Federico Donelli, expert politique et auteur d’un livre sur l’influence turque en Afrique, explique que le secteur de la défense est le moteur de la politique étrangère turque dans les pays africains.

Alors que Moscou s’impose comme un allié clé des régimes militaires dans la région du Sahel, Ankara adopte une politique opportuniste et tente de se positionner en tant qu’alternative à l’Europe et à la Russie.

Le groupe de réflexion italien « Ispi » note que le précédent ministre turc des Affaires étrangères, Mevlüt Çavuşoğlu, a été « la première personnalité internationale de haut niveau à rencontrer le Conseil militaire au Mali après le coup d’État d’août 2020 ».

Ankara adopte également une approche conciliante avec le Conseil militaire du Niger, un pays clé pour la Turquie en raison de sa proximité avec la Libye, où Ankara a de nombreux intérêts.

Le Maroc a lancé une initiative concurrente et a annoncé en septembre qu’il était prêt à mettre en place des infrastructures routières, portuaires et ferroviaires à la disposition du Mali, du Burkina Faso, du Niger et du Tchad. Ces trois premiers pays ont annoncé leur retrait de la Communauté économique des États de l’Afrique de l’Ouest fin janvier.

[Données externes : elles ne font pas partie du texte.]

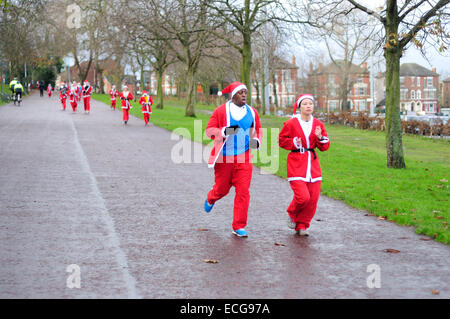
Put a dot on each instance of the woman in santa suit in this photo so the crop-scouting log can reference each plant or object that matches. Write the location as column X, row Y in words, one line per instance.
column 235, row 128
column 302, row 135
column 126, row 98
column 113, row 94
column 146, row 102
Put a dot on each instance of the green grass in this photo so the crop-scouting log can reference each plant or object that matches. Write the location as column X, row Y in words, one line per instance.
column 354, row 168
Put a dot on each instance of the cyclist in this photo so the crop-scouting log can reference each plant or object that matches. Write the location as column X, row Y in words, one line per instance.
column 18, row 89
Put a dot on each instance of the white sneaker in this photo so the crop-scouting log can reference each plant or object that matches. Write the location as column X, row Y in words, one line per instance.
column 290, row 223
column 302, row 232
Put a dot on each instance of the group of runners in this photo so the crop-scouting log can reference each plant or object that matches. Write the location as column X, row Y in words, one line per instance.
column 235, row 128
column 76, row 92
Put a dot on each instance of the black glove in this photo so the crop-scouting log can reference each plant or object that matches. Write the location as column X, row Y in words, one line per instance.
column 253, row 143
column 231, row 130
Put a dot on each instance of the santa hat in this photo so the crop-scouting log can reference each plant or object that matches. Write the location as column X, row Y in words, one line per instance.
column 300, row 99
column 233, row 88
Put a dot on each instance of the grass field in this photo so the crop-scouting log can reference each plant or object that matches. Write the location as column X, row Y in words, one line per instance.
column 354, row 168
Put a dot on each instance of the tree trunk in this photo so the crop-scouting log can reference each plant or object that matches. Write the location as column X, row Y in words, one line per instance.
column 190, row 106
column 247, row 64
column 159, row 91
column 392, row 55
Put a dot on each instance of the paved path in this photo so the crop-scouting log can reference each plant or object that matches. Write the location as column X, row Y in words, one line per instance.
column 86, row 190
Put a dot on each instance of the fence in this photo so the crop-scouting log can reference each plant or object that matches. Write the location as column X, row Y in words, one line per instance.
column 431, row 126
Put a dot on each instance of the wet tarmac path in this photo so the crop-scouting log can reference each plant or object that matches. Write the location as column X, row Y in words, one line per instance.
column 85, row 190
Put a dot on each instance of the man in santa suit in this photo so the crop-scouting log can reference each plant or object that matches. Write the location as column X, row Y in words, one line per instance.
column 126, row 98
column 302, row 135
column 63, row 93
column 146, row 101
column 79, row 88
column 49, row 90
column 235, row 128
column 113, row 93
column 87, row 89
column 73, row 98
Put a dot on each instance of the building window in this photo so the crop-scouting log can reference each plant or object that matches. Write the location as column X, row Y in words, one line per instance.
column 403, row 94
column 331, row 79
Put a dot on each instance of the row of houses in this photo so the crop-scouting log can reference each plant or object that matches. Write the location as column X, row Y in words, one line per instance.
column 421, row 90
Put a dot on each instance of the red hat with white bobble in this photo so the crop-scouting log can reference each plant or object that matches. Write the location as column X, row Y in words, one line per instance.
column 300, row 99
column 233, row 88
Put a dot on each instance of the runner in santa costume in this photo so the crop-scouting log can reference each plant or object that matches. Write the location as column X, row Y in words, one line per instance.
column 113, row 94
column 49, row 90
column 73, row 98
column 146, row 102
column 235, row 128
column 79, row 88
column 63, row 93
column 87, row 89
column 126, row 98
column 302, row 135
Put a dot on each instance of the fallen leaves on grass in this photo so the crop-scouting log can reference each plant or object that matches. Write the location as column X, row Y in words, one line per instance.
column 391, row 251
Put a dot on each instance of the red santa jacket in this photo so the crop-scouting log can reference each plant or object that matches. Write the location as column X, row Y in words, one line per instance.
column 215, row 128
column 146, row 102
column 87, row 91
column 303, row 165
column 126, row 101
column 114, row 94
column 72, row 95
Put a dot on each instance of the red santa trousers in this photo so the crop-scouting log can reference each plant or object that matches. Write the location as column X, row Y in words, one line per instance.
column 238, row 175
column 87, row 103
column 74, row 106
column 304, row 204
column 126, row 114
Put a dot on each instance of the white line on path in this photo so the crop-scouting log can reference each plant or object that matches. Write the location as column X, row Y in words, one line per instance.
column 114, row 239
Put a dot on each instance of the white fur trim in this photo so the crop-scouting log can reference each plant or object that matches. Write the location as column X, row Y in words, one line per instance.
column 237, row 89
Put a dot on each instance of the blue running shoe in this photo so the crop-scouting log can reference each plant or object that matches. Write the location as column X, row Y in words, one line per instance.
column 240, row 232
column 208, row 206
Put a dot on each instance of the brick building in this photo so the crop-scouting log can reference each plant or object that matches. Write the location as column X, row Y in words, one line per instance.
column 325, row 83
column 418, row 89
column 285, row 80
column 445, row 96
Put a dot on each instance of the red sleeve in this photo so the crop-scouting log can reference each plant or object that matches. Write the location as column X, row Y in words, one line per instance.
column 258, row 128
column 324, row 144
column 286, row 138
column 212, row 129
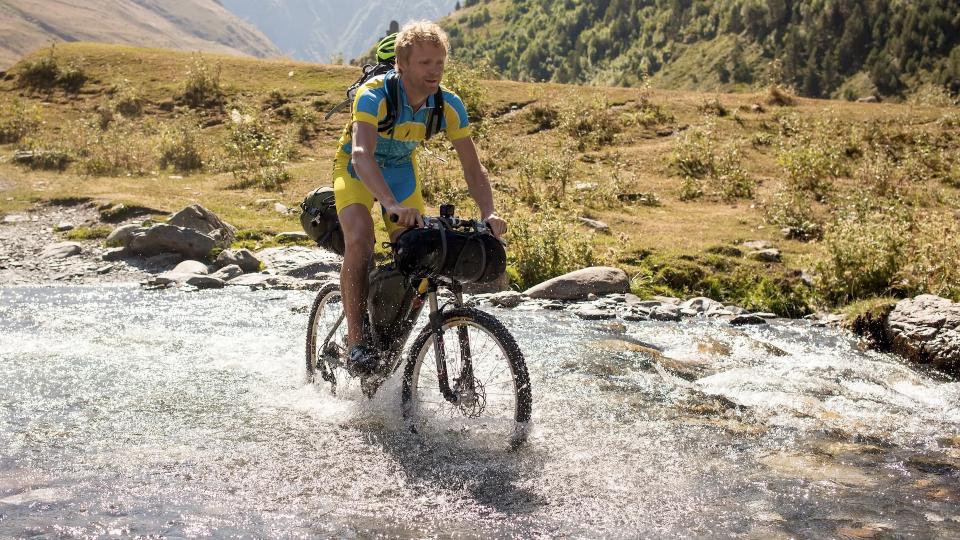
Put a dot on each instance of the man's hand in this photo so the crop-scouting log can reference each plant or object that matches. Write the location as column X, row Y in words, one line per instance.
column 497, row 225
column 406, row 217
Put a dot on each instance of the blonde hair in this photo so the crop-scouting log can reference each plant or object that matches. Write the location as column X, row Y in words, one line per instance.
column 420, row 32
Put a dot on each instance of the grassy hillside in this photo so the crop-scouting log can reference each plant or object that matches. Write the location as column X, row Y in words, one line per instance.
column 189, row 25
column 839, row 48
column 860, row 198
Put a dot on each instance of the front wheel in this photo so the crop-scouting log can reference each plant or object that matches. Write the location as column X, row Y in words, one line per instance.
column 326, row 340
column 487, row 392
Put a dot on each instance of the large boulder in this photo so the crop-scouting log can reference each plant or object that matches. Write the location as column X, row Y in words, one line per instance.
column 61, row 250
column 244, row 258
column 299, row 261
column 200, row 219
column 579, row 284
column 926, row 329
column 120, row 236
column 166, row 238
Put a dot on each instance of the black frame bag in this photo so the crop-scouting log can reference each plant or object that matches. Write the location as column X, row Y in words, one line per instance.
column 319, row 219
column 465, row 257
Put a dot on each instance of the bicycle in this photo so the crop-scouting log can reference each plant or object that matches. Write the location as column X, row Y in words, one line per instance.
column 478, row 381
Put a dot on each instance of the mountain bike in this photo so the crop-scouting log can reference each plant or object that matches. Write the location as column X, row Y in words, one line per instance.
column 463, row 372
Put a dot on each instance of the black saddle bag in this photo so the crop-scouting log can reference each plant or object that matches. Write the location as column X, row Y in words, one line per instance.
column 464, row 257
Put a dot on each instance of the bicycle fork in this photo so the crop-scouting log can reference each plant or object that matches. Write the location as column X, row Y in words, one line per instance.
column 464, row 391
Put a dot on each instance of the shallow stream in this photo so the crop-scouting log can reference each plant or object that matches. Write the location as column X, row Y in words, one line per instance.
column 128, row 412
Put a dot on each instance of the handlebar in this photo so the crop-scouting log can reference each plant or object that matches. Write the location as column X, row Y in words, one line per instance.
column 451, row 222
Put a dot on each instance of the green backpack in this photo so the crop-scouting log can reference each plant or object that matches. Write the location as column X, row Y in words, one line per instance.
column 319, row 219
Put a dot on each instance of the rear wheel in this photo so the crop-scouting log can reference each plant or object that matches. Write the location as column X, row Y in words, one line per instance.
column 326, row 340
column 487, row 377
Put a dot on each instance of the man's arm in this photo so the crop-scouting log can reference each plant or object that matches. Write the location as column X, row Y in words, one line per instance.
column 364, row 145
column 479, row 184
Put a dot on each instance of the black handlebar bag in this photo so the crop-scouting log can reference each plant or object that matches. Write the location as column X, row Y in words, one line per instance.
column 467, row 257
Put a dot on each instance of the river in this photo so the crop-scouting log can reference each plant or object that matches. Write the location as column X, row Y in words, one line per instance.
column 126, row 412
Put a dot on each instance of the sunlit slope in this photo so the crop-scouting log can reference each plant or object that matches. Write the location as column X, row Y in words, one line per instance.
column 203, row 25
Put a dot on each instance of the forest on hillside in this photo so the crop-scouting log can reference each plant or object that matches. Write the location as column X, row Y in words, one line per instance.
column 819, row 48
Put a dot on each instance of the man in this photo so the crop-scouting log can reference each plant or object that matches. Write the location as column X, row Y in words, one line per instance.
column 382, row 166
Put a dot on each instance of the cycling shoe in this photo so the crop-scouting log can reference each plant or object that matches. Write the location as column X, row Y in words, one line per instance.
column 362, row 361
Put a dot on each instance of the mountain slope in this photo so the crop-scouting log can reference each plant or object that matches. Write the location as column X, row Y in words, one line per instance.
column 319, row 30
column 27, row 25
column 825, row 47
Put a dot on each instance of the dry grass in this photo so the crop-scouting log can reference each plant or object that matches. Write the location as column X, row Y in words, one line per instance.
column 539, row 153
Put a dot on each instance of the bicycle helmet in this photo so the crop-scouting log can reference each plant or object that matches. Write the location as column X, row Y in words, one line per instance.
column 386, row 48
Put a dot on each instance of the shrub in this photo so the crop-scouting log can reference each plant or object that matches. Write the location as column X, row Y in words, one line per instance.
column 590, row 124
column 707, row 170
column 180, row 148
column 201, row 88
column 256, row 155
column 40, row 74
column 464, row 81
column 127, row 99
column 714, row 107
column 812, row 167
column 540, row 247
column 865, row 251
column 542, row 117
column 792, row 211
column 17, row 121
column 777, row 95
column 89, row 233
column 72, row 78
column 46, row 74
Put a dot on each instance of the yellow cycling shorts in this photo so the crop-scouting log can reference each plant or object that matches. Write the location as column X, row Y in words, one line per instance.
column 402, row 180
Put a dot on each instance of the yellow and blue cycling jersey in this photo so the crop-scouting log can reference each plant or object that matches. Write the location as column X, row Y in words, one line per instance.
column 396, row 151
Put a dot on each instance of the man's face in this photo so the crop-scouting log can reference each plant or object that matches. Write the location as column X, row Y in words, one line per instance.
column 423, row 68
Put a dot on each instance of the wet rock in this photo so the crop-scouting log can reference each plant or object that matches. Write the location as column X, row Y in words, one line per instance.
column 241, row 258
column 701, row 304
column 191, row 267
column 116, row 254
column 228, row 272
column 120, row 236
column 165, row 238
column 745, row 319
column 204, row 282
column 765, row 255
column 579, row 284
column 594, row 314
column 500, row 284
column 61, row 250
column 595, row 224
column 291, row 236
column 507, row 299
column 665, row 312
column 926, row 329
column 198, row 218
column 273, row 282
column 299, row 261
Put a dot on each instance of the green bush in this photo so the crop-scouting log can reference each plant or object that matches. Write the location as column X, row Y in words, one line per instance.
column 17, row 121
column 591, row 124
column 540, row 247
column 256, row 155
column 180, row 148
column 201, row 88
column 708, row 170
column 45, row 73
column 865, row 252
column 793, row 211
column 812, row 167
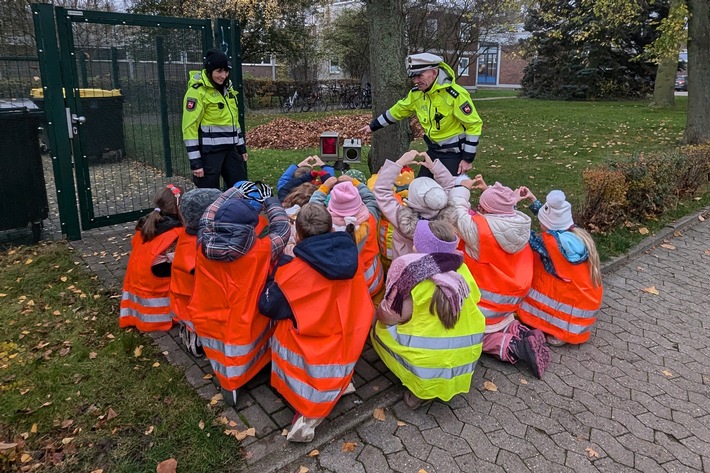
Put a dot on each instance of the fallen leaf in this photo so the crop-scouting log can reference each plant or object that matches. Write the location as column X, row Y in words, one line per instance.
column 348, row 446
column 167, row 466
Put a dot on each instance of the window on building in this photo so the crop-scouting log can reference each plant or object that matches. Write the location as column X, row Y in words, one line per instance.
column 334, row 66
column 463, row 66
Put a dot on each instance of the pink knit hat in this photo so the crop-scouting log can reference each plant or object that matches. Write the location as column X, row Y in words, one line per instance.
column 499, row 200
column 345, row 201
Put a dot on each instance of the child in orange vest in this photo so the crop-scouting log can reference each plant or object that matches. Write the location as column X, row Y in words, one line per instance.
column 182, row 281
column 566, row 290
column 354, row 209
column 495, row 243
column 145, row 303
column 321, row 300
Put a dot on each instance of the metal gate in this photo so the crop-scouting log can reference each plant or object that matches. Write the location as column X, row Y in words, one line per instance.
column 112, row 91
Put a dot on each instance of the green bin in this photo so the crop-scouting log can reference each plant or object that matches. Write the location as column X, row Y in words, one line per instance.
column 102, row 133
column 23, row 193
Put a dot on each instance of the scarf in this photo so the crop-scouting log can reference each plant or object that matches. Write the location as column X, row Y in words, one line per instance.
column 409, row 270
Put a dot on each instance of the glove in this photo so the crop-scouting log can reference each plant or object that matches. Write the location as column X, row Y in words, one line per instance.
column 264, row 191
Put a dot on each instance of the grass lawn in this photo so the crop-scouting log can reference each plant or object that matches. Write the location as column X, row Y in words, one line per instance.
column 79, row 394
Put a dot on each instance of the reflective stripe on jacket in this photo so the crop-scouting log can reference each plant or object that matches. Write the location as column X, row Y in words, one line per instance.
column 313, row 362
column 503, row 278
column 567, row 308
column 182, row 278
column 145, row 303
column 235, row 336
column 430, row 360
column 210, row 119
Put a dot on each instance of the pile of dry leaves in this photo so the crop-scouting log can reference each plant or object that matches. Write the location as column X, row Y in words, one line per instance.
column 284, row 133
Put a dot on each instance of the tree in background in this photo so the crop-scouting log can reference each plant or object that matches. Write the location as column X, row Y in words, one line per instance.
column 590, row 49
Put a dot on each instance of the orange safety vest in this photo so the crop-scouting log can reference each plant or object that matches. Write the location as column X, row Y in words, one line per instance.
column 503, row 278
column 370, row 259
column 225, row 314
column 567, row 308
column 312, row 364
column 182, row 278
column 145, row 303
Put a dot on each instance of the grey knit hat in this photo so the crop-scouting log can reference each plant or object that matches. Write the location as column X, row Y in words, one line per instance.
column 194, row 203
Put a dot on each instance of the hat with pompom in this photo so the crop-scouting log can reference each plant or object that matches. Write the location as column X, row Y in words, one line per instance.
column 556, row 214
column 426, row 197
column 193, row 205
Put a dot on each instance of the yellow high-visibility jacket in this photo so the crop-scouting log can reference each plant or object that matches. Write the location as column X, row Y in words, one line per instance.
column 446, row 113
column 210, row 119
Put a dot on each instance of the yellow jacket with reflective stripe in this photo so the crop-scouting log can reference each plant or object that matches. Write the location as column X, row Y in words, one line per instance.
column 430, row 360
column 210, row 119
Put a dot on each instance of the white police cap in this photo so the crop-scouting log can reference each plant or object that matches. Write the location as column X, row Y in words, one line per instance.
column 417, row 63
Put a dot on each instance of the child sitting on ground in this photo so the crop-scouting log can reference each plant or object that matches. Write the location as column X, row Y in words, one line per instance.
column 145, row 303
column 566, row 290
column 495, row 243
column 325, row 312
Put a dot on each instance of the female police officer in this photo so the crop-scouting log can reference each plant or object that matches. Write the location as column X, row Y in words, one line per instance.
column 210, row 125
column 443, row 108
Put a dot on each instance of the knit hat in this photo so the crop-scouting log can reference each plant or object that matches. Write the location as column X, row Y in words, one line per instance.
column 194, row 203
column 356, row 174
column 499, row 200
column 556, row 214
column 345, row 201
column 216, row 59
column 237, row 211
column 426, row 242
column 421, row 62
column 426, row 197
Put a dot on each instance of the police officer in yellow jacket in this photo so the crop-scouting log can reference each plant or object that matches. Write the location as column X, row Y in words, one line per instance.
column 210, row 125
column 444, row 109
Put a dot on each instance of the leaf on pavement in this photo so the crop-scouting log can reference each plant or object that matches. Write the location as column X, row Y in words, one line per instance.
column 167, row 466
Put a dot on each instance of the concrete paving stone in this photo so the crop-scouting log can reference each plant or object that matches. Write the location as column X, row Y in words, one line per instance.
column 442, row 461
column 373, row 460
column 679, row 451
column 445, row 418
column 479, row 443
column 612, row 448
column 269, row 400
column 511, row 462
column 451, row 443
column 405, row 463
column 471, row 463
column 381, row 434
column 258, row 419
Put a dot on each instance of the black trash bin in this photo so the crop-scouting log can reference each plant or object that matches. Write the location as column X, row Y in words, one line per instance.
column 102, row 133
column 23, row 194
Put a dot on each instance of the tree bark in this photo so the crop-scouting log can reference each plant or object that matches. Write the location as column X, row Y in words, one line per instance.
column 697, row 126
column 389, row 80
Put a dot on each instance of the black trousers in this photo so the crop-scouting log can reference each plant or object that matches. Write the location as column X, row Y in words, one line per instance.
column 450, row 160
column 227, row 163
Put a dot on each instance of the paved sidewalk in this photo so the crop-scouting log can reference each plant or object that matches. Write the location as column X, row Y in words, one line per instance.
column 636, row 397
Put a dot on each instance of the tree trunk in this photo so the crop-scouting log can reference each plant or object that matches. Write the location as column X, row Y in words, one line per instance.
column 697, row 126
column 389, row 79
column 664, row 87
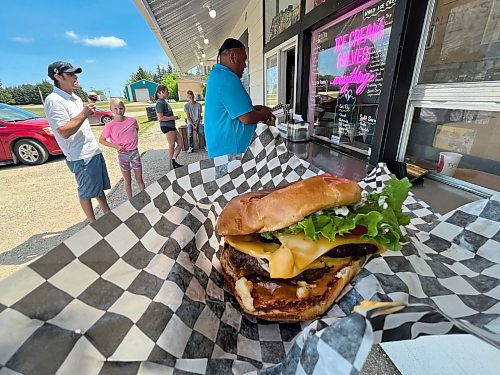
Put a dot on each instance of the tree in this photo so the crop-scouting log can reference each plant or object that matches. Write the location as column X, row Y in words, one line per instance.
column 5, row 96
column 140, row 74
column 170, row 81
column 159, row 74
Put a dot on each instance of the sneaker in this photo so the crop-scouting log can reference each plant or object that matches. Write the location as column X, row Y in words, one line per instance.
column 175, row 164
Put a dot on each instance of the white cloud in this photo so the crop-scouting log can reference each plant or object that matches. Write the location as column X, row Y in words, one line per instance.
column 100, row 41
column 21, row 39
column 104, row 41
column 72, row 35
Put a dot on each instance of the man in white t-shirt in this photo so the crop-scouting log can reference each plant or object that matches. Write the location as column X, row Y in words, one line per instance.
column 68, row 118
column 193, row 111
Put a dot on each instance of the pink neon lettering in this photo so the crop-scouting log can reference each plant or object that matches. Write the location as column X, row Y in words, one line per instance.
column 356, row 56
column 357, row 78
column 359, row 36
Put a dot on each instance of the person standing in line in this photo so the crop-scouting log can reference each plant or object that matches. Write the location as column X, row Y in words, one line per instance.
column 193, row 111
column 68, row 119
column 230, row 116
column 123, row 135
column 167, row 124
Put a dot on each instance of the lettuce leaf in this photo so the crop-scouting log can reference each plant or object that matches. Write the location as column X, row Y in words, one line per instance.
column 380, row 214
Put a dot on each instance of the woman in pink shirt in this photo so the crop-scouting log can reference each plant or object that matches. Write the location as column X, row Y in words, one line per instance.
column 123, row 136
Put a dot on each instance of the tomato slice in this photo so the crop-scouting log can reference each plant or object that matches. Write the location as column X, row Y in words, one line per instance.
column 359, row 230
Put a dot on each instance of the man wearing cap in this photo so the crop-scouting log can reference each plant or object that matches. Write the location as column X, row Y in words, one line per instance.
column 230, row 117
column 68, row 118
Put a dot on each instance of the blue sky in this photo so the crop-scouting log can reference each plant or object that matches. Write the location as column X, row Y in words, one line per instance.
column 109, row 39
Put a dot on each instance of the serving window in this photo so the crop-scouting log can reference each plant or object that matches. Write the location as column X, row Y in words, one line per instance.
column 454, row 106
column 279, row 16
column 348, row 59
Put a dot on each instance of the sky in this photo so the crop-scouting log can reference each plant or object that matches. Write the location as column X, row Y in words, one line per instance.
column 108, row 39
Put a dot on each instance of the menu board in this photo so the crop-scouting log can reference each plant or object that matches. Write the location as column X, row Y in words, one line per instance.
column 347, row 70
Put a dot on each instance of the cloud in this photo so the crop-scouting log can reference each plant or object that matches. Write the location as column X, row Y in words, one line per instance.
column 100, row 41
column 21, row 39
column 104, row 41
column 72, row 35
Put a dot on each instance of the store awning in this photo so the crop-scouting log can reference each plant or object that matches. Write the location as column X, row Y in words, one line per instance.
column 182, row 25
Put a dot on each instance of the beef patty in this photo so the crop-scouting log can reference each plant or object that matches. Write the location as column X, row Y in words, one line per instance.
column 248, row 265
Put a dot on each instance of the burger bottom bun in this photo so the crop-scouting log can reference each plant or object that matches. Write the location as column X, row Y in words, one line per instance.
column 299, row 310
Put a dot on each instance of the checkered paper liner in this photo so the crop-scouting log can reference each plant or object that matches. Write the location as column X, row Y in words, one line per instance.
column 140, row 291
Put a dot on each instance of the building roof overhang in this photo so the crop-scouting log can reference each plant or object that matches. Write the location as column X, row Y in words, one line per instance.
column 181, row 26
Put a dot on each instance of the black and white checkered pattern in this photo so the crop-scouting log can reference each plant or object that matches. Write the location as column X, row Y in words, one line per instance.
column 139, row 291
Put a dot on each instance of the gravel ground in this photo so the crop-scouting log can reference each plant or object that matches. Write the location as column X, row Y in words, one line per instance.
column 33, row 226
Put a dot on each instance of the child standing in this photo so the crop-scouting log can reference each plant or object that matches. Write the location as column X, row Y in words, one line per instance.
column 122, row 133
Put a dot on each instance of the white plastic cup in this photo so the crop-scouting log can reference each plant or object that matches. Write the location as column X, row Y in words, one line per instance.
column 448, row 163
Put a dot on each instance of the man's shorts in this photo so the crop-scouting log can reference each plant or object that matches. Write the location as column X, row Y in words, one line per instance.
column 129, row 159
column 166, row 129
column 91, row 176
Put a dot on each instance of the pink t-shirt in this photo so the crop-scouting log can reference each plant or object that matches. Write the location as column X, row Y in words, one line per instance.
column 122, row 133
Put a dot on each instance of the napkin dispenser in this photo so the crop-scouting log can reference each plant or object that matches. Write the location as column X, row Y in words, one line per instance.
column 297, row 131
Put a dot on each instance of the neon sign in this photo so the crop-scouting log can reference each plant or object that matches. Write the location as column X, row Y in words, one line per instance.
column 356, row 77
column 359, row 41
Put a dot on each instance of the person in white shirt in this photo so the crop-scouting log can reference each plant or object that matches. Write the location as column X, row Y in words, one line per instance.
column 68, row 118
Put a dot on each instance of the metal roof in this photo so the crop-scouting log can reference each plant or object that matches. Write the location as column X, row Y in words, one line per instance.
column 181, row 26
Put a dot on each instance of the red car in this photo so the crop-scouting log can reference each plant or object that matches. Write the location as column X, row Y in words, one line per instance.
column 25, row 137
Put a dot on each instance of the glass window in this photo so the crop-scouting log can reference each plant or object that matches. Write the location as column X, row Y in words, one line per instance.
column 311, row 4
column 347, row 69
column 272, row 81
column 463, row 44
column 280, row 15
column 467, row 140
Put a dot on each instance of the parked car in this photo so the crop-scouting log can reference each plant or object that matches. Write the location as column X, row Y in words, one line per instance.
column 101, row 116
column 25, row 137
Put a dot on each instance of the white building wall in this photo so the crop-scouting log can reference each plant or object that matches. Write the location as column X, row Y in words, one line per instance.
column 252, row 19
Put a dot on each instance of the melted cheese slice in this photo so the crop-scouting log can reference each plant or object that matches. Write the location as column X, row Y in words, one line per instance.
column 296, row 254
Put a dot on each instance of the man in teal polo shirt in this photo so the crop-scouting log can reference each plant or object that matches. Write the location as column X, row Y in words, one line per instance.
column 230, row 117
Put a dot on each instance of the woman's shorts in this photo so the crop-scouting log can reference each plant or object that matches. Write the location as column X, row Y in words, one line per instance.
column 166, row 129
column 129, row 159
column 91, row 176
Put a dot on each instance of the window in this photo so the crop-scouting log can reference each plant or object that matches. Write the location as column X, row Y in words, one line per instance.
column 272, row 81
column 463, row 43
column 347, row 69
column 280, row 77
column 311, row 4
column 472, row 135
column 280, row 15
column 454, row 103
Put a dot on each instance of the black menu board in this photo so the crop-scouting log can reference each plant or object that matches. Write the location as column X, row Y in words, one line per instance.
column 347, row 67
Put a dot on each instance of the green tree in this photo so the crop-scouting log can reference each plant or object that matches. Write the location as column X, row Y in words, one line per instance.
column 5, row 96
column 140, row 74
column 171, row 82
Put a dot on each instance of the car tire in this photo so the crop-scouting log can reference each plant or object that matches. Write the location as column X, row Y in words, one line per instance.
column 30, row 152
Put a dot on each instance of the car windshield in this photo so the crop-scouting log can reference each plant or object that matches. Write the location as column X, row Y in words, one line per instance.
column 10, row 113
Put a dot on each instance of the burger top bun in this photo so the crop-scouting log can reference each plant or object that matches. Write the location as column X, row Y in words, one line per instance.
column 270, row 210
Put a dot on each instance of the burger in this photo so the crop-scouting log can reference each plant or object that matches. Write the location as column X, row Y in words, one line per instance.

Le Maroc a dévoilé en novembre une initiative internationale visant à faciliter l’accès des pays de la région à l’océan Atlantique, et le Mali, le Niger, le Burkina Faso et le Tchad se sont dits prêts à participer au programme, ce qui représente une opportunité historique pour leur décollage économique.

Un responsable gouvernemental nigérien a déclaré que la Turquie possède des capacités militaires, ajoutant que « nous entretenons d’excellentes relations avec le Maroc depuis notre indépendance, et cela est davantage lié au développement économique ».

Les relations entre le Niger et le Maroc connaissent un dynamisme remarquable, et la participation de Niamey à l’initiative atlantique internationale lancée par le roi Mohammed VI constitue une reconnaissance de la souveraineté marocaine sur le Sahara.

Le Maroc et la Turquie, qui jouissent depuis longtemps d’une influence dans la région, pourraient être confrontés à une nouvelle concurrence de la part de l’Iran, qui a intensifié ses initiatives depuis 2020 et les coups d’État au Mali, au Burkina Faso et au Niger.

En octobre, Téhéran a conclu plusieurs accords de coopération avec le Burkina Faso, notamment dans les domaines de l’énergie, de l’urbanisme, de l’enseignement supérieur et de la construction.

L’expert économique de l’Institut international des relations et des stratégies, Thierry Coville, explique que la politique africaine de l’Iran se caractérise par un « langage révolutionnaire et une logique du tiers-monde opposée à l’impérialisme », avec des « arguments diplomatiques clairs » pour les pays qui se séparent du pouvoir colonial français.

Cependant, il ajoute que « les Iraniens signent des dizaines d’accords et aucun d’entre eux ne réussit, ils n’ont pas les financements nécessaires pour soutenir les accords, ni pour rivaliser sérieusement avec la Turquie ou l’Arabie saoudite ».

L’Iran, qui a augmenté sa production d’uranium enrichi à 60 % selon l’Agence internationale de l’énergie atomique, pourra-t-il finalement viser les réserves d’uranium du Niger, actuellement exploitées par la société française Orano ? Un responsable gouvernemental nigérien répond : « Ce sont nos ressources, nous pouvons les vendre à qui nous voulons ».